Salmonella Outbreak Among Patrons of an Upscale Restaurant — Washington, DC, 2015

Monday, June 20, 2016: 10:45 AM
Kahtnu 2, Dena'ina Convention Center
Sasha A. McGee , District of Columbia Department of Health, Washington, DC
Keith B. Li , District of Columbia Department of Health, Washington, DC
Kossia Dassie , District of Columbia Department of Health, Washington, DC
Andrew K. Hennenfent , District of Columbia Department of Health, Washington, DC
Arian R. Gibson , District of Columbia Department of Health, Washington, DC
Ivory Cooper , District of Columbia Department of Health, Washington, DC
Morris Blaylock , District of Columbia Department of Forensic Sciences, Washington, DC
Reginald Blackwell , District of Columbia Department of Forensic Sciences, Washington, DC
Fern Johnson-Clarke , District of Columbia Department of Health, Washington, DC
John O. Davies-Cole , District of Columbia Department of Health, Washington, DC
BACKGROUND: Salmonella causes approximately 1.2 million infections and 450 deaths annually in the United States. On September 8, 2015, a local emergency department reported 4 possible cases of Salmonella to the District of Columbia Department of Health (DC DOH). All patients had eaten at Restaurant A. We sought to identify cases and the source of contamination to prevent additional illness.

METHODS: A case-control study was conducted to identify specific food items associated with illness. A case was defined as gastrointestinal illness within 7 days after eating at Restaurant A during July–September 2015. Control subjects had eaten at Restaurant A and reported no subsequent illness. Chi-square tests were performed to examine food items associated with illness. DC DOH’s initial inspection of the restaurant was conducted on September 9. The DC Public Health Laboratory performed pulsed-field gel electrophoresis (PFGE) analysis on clinical specimens, and tested food and environmental samples collected during September 9–11. 

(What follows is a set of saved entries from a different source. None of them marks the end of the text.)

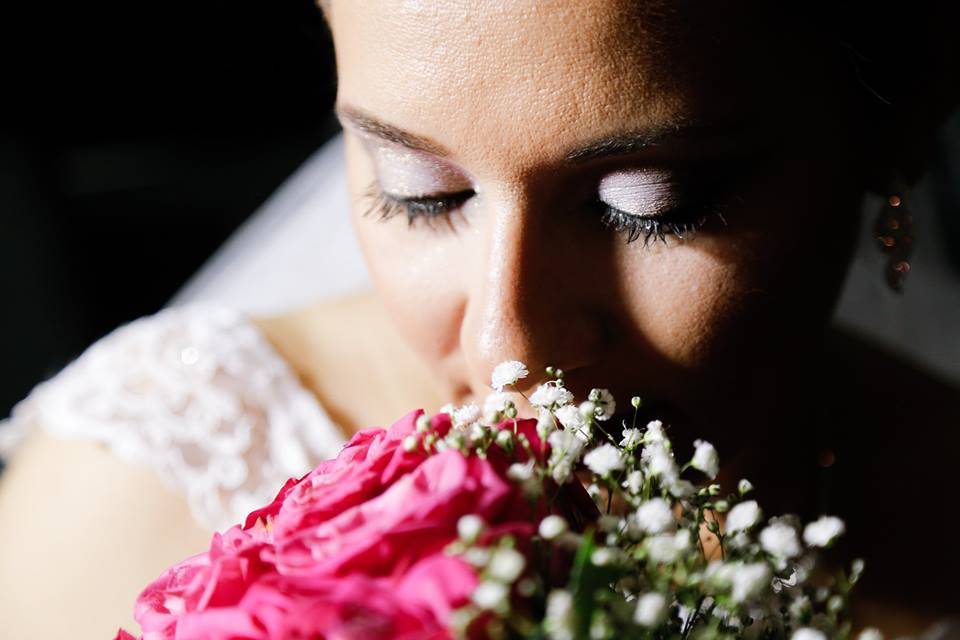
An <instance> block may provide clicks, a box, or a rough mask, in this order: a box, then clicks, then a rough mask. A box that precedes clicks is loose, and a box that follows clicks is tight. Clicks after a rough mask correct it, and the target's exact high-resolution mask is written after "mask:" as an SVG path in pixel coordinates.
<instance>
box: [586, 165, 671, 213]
mask: <svg viewBox="0 0 960 640" xmlns="http://www.w3.org/2000/svg"><path fill="white" fill-rule="evenodd" d="M598 191H599V197H600V200H602V201H603V202H604V203H606V204H608V205H610V206H611V207H614V208H615V209H619V210H620V211H623V212H624V213H630V214H633V215H639V216H642V215H655V214H656V213H657V212H658V211H662V210H664V209H668V208H670V207H672V206H676V204H677V200H678V198H677V194H676V184H675V180H673V176H672V175H671V174H670V172H667V171H650V170H632V171H617V172H615V173H611V174H609V175H607V176H604V178H603V179H602V180H601V181H600V185H599V188H598Z"/></svg>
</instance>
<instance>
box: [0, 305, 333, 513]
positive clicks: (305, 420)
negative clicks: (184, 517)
mask: <svg viewBox="0 0 960 640" xmlns="http://www.w3.org/2000/svg"><path fill="white" fill-rule="evenodd" d="M37 426H41V427H42V428H43V429H45V430H46V431H48V432H50V433H51V434H53V435H56V436H58V437H64V438H89V439H93V440H96V441H99V442H102V443H105V444H107V445H109V446H110V447H111V449H112V450H113V452H114V453H115V454H116V455H118V456H119V457H121V458H123V459H124V460H127V461H129V462H131V463H133V464H136V465H143V466H148V467H150V468H152V469H154V470H155V471H156V472H157V473H158V474H159V476H160V478H161V479H162V480H163V481H164V482H165V483H166V484H167V485H168V486H171V487H173V488H175V489H178V490H182V491H184V492H185V493H186V496H187V499H188V502H189V505H190V509H191V512H192V513H193V516H194V518H195V519H196V521H197V522H198V523H199V524H200V525H202V526H204V527H207V528H209V529H216V530H223V529H225V528H227V527H229V526H231V525H233V524H236V523H238V522H241V521H242V519H243V517H244V516H245V515H246V514H247V513H248V512H249V511H251V510H253V509H255V508H257V507H259V506H262V505H263V504H266V503H267V502H269V501H270V500H271V499H272V498H273V497H274V495H275V493H276V491H277V490H278V489H279V488H280V486H281V485H282V484H283V483H284V482H285V481H286V480H287V478H290V477H294V476H296V477H299V476H301V475H303V474H304V473H306V472H307V471H309V470H310V469H311V468H312V467H313V466H315V465H316V464H317V463H318V462H319V461H320V460H323V459H326V458H330V457H332V456H334V455H336V453H337V450H338V449H339V447H340V446H341V445H342V444H343V436H342V434H341V432H340V431H339V430H338V429H337V428H336V427H335V426H334V424H333V422H332V421H331V420H330V418H329V417H328V416H327V414H326V413H325V412H324V411H323V408H322V407H321V405H320V403H319V402H317V400H316V398H315V396H313V394H311V393H310V392H309V391H307V390H306V389H305V388H304V387H303V386H302V384H301V383H300V381H299V380H298V379H297V377H296V374H295V373H294V372H293V371H292V370H291V369H290V367H289V365H288V364H287V362H286V361H285V360H283V358H282V357H281V356H280V355H279V354H278V353H277V352H276V351H275V350H274V349H273V346H272V345H271V344H270V343H269V342H268V341H267V339H266V338H265V336H263V334H262V333H261V332H260V331H259V330H258V329H257V327H256V325H254V324H253V323H252V322H250V320H249V319H248V318H247V317H246V316H244V315H243V314H242V313H240V312H238V311H235V310H232V309H227V308H223V307H218V306H208V305H198V304H193V305H188V306H184V307H175V308H170V309H165V310H163V311H161V312H159V313H157V314H155V315H153V316H148V317H145V318H141V319H139V320H135V321H133V322H131V323H129V324H127V325H124V326H122V327H120V328H118V329H116V330H115V331H113V332H112V333H111V334H109V335H108V336H106V337H105V338H102V339H101V340H99V341H98V342H96V343H95V344H94V345H92V346H91V347H90V348H89V349H87V351H86V352H84V353H83V355H81V356H80V357H79V358H78V359H77V360H76V361H74V362H73V363H71V364H70V365H68V366H67V367H66V368H65V369H64V370H63V371H61V372H60V374H59V375H57V376H56V377H54V378H53V379H51V380H49V381H47V382H44V383H42V384H40V385H38V386H37V387H36V388H35V389H34V390H33V391H32V392H31V393H30V395H29V396H28V397H27V398H26V399H25V400H23V401H22V402H20V403H19V404H18V405H17V406H16V407H15V408H14V410H13V413H12V415H11V418H10V419H9V420H8V421H7V423H6V424H2V425H0V456H2V457H9V455H10V454H11V453H12V452H13V450H14V449H15V448H16V446H17V444H19V442H20V441H22V440H23V438H24V437H26V435H27V434H28V433H29V432H30V431H31V430H32V429H34V428H35V427H37Z"/></svg>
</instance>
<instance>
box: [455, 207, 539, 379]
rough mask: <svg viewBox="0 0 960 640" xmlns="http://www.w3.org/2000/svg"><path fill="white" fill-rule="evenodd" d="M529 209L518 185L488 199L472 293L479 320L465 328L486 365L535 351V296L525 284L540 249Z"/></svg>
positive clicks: (534, 266)
mask: <svg viewBox="0 0 960 640" xmlns="http://www.w3.org/2000/svg"><path fill="white" fill-rule="evenodd" d="M533 214H534V212H533V211H531V201H530V197H529V196H527V195H525V194H524V193H523V192H519V191H510V192H507V193H505V194H502V195H498V196H496V197H495V198H493V199H492V201H491V202H490V203H489V205H488V211H487V216H488V220H489V224H488V227H487V234H486V238H485V240H486V242H485V247H484V252H483V256H482V264H483V266H482V268H481V269H480V273H479V279H478V282H477V283H476V285H475V286H476V289H475V291H474V297H473V301H475V302H476V308H475V311H476V313H477V317H476V318H475V321H476V323H477V325H476V326H475V327H469V328H467V329H468V330H470V331H472V332H474V335H473V336H471V338H472V339H473V340H475V341H476V342H477V344H475V345H474V348H475V349H476V353H475V354H474V355H475V356H476V357H477V358H478V359H479V360H481V362H482V363H483V364H484V365H485V366H493V365H496V363H497V362H499V361H501V360H505V359H516V360H524V359H525V358H526V359H529V358H530V355H531V352H533V351H535V346H534V340H535V336H534V335H533V329H534V326H533V325H534V323H533V322H532V320H533V319H532V318H531V317H530V314H529V309H530V307H529V305H530V304H535V300H531V299H530V294H529V288H530V286H531V284H532V282H531V281H532V280H535V279H537V273H536V271H537V265H536V264H535V261H533V260H530V257H531V256H534V255H536V252H537V251H538V250H539V249H538V247H537V246H536V238H535V229H534V228H533V227H534V225H536V224H537V222H536V220H535V215H533ZM524 361H526V360H524ZM528 364H530V365H535V364H536V363H532V362H530V363H528Z"/></svg>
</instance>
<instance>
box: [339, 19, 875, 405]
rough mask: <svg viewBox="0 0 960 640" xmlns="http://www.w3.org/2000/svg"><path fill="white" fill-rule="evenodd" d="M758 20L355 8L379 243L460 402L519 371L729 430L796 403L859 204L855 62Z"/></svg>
mask: <svg viewBox="0 0 960 640" xmlns="http://www.w3.org/2000/svg"><path fill="white" fill-rule="evenodd" d="M755 4H756V5H757V7H752V6H751V3H746V2H729V3H723V2H721V3H707V4H706V5H705V4H704V3H694V2H691V3H680V2H676V1H671V2H662V3H661V2H642V1H638V0H624V1H614V0H576V1H575V2H574V1H570V0H568V1H562V0H550V1H547V0H510V1H508V2H504V1H502V0H494V1H490V2H487V1H484V0H469V1H466V0H464V1H460V0H377V1H369V2H367V1H365V2H352V1H349V0H344V1H342V2H341V1H339V0H336V1H335V2H333V7H332V10H331V12H330V15H329V17H330V21H331V27H332V31H333V35H334V41H335V45H336V51H337V68H338V74H339V93H338V98H337V106H338V113H339V115H340V118H341V121H342V122H343V124H344V127H345V131H346V137H347V161H348V171H349V182H350V189H351V193H352V198H353V203H354V204H353V209H354V212H353V217H354V221H355V226H356V231H357V234H358V236H359V239H360V242H361V246H362V248H363V251H364V253H365V256H366V259H367V262H368V265H369V268H370V271H371V273H372V277H373V279H374V282H375V284H376V287H377V289H378V291H379V294H380V295H381V297H382V299H383V301H384V302H385V304H386V307H387V309H388V310H389V313H390V314H391V315H392V317H393V319H394V321H395V322H396V324H397V326H398V327H399V329H400V330H401V332H402V334H403V335H404V337H405V338H406V339H407V340H408V341H409V342H410V344H411V345H412V346H413V347H414V348H415V349H416V351H417V352H418V353H419V354H420V355H421V356H422V357H423V358H424V359H425V361H426V362H427V363H428V364H429V365H431V366H432V367H433V369H434V370H435V371H436V372H437V374H438V377H439V378H440V379H441V380H443V381H445V382H446V383H447V384H449V387H447V391H448V392H449V393H450V394H452V395H453V396H454V397H455V398H456V399H457V400H459V401H466V400H470V399H482V397H483V396H484V395H485V394H486V393H489V392H490V388H489V386H488V384H489V376H490V372H491V369H492V368H493V367H494V366H495V365H496V364H497V363H498V362H500V361H502V360H507V359H517V360H521V361H523V362H525V363H526V364H527V365H528V367H529V368H530V370H531V371H532V372H534V375H531V377H530V378H528V379H527V380H526V381H525V382H529V383H530V384H531V385H533V384H534V383H536V382H537V381H538V380H542V376H541V375H539V373H540V372H541V371H542V370H543V368H544V367H545V366H546V365H554V366H558V367H561V368H563V369H564V370H565V372H566V373H567V382H568V386H570V387H571V388H572V389H573V390H574V391H579V392H580V393H581V394H582V393H584V392H585V391H586V388H585V387H584V386H582V385H590V384H593V385H596V386H603V385H608V386H610V387H611V390H612V391H614V393H615V394H616V393H618V392H619V394H620V399H621V402H622V403H623V404H626V402H625V401H626V399H627V398H628V397H629V396H630V395H633V394H634V393H639V394H640V395H642V396H643V397H644V399H645V400H647V401H653V402H652V403H650V402H648V403H647V404H648V405H649V404H653V405H655V406H659V405H660V403H663V407H662V408H663V410H666V411H674V412H677V413H678V414H685V415H686V416H688V417H691V418H695V419H699V420H701V421H702V420H711V421H715V422H717V423H718V424H720V423H722V422H723V421H724V419H725V416H726V414H725V413H724V408H729V409H731V410H732V408H733V407H734V406H740V407H743V406H744V400H745V399H748V398H749V399H752V400H753V404H754V405H758V406H759V404H762V402H763V399H765V398H769V397H772V395H771V394H773V395H775V394H776V392H777V384H778V383H777V381H778V380H780V379H781V373H782V372H783V371H784V370H789V369H790V368H791V367H793V366H794V365H795V363H797V362H799V360H794V358H798V357H801V356H802V354H803V353H804V352H805V351H807V345H808V344H810V341H811V339H814V338H815V337H816V335H817V334H818V332H822V330H823V324H824V322H825V319H826V317H827V314H828V312H829V308H830V306H831V305H832V302H833V300H834V297H835V294H836V290H837V287H838V286H839V282H840V279H841V278H842V274H843V271H844V268H845V261H846V259H847V253H848V251H849V248H850V245H851V237H852V230H853V229H854V225H855V222H856V215H855V212H856V210H857V203H858V198H859V195H860V192H859V190H858V188H857V184H858V181H857V176H855V175H853V173H852V170H851V167H853V166H857V163H856V160H855V158H854V157H853V145H852V144H851V139H852V135H850V134H849V133H847V122H848V119H849V116H848V115H846V114H845V113H844V109H843V105H844V104H846V101H847V96H846V95H845V94H844V93H843V92H842V90H841V88H840V87H842V86H843V80H842V79H840V78H839V77H838V75H839V74H838V73H837V72H836V71H835V69H839V68H841V66H842V65H841V63H839V62H837V61H836V60H830V59H829V58H828V56H829V55H830V54H829V53H828V52H827V51H826V50H825V49H824V48H820V49H818V48H817V46H816V45H815V44H813V43H812V42H809V41H806V40H805V39H804V36H803V34H802V29H800V28H799V27H798V26H795V25H796V24H797V23H796V22H793V21H791V20H790V19H789V18H787V17H784V16H779V17H777V16H772V15H763V14H761V13H760V12H761V11H763V9H762V8H760V7H761V5H762V4H764V3H755ZM694 231H696V233H695V234H694V233H693V232H694ZM681 235H682V236H683V238H680V237H679V236H681ZM630 239H633V241H632V242H630V241H628V240H630ZM732 401H733V402H732ZM621 406H622V405H621Z"/></svg>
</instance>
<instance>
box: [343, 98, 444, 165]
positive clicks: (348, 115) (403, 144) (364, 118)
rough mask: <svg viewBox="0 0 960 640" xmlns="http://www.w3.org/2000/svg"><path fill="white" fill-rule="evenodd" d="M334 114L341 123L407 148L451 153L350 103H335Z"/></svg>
mask: <svg viewBox="0 0 960 640" xmlns="http://www.w3.org/2000/svg"><path fill="white" fill-rule="evenodd" d="M336 114H337V117H338V118H340V122H341V123H343V124H347V123H350V124H351V125H353V126H354V127H356V128H357V129H359V130H361V131H363V132H364V133H368V134H370V135H372V136H376V137H378V138H382V139H384V140H387V141H388V142H395V143H396V144H399V145H402V146H404V147H407V148H408V149H414V150H415V151H425V152H427V153H432V154H433V155H436V156H440V157H443V158H445V157H448V156H450V155H452V154H451V153H450V152H449V151H447V150H446V149H445V148H444V147H443V145H441V144H439V143H437V142H434V141H433V140H431V139H430V138H427V137H425V136H418V135H416V134H414V133H410V132H408V131H404V130H403V129H400V128H399V127H395V126H393V125H391V124H387V123H386V122H383V121H382V120H379V119H378V118H376V117H375V116H374V115H372V114H370V113H368V112H366V111H364V110H363V109H359V108H357V107H354V106H351V105H337V108H336Z"/></svg>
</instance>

RESULTS: Among 219 patrons interviewed, 150 (68%) were cases. Among cases, 11 (7%) were hospitalized and 38 (25%) were confirmed to have Salmonella serovar Enteritidis. Meal dates for cases occurred during July 31–September 9, 2015. Approximately 68% of cases were female and 74% were non-Hispanic white. The mean age of cases was 37 years (range: 9–72 years). Cases were more likely than controls to have eaten truffle mushroom croquettes (58% versus 30%; p <0.001) and truffle risotto (21% versus 9%; p = 0.02); both dishes contained truffle oil. Cases were more likely than controls to have eaten a food item that contained truffle oil (86% versus 49%; p<0.001). During the restaurant inspection, multiple food safety risk factor violations were noted. The restaurant’s license was temporarily suspended on September 10 due to the apparent Salmonella outbreak. The PFGE patterns for the first two hospitalized cases were indistinguishable (XbaI PFGE pattern JEGX01.0008). None of the food or environmental samples grew Salmonella, including the truffle oil samples.

CONCLUSIONS:  Despite the absence of laboratory confirmation of Salmonella in food and environmental samples, epidemiologic evidence indicates foods containing truffle oil were possible sources of illness. The restaurant was required to address food safety risk factor violations and remove food items containing truffle oil from the menu before its license was restored. No new cases have been reported since the restaurant reopened.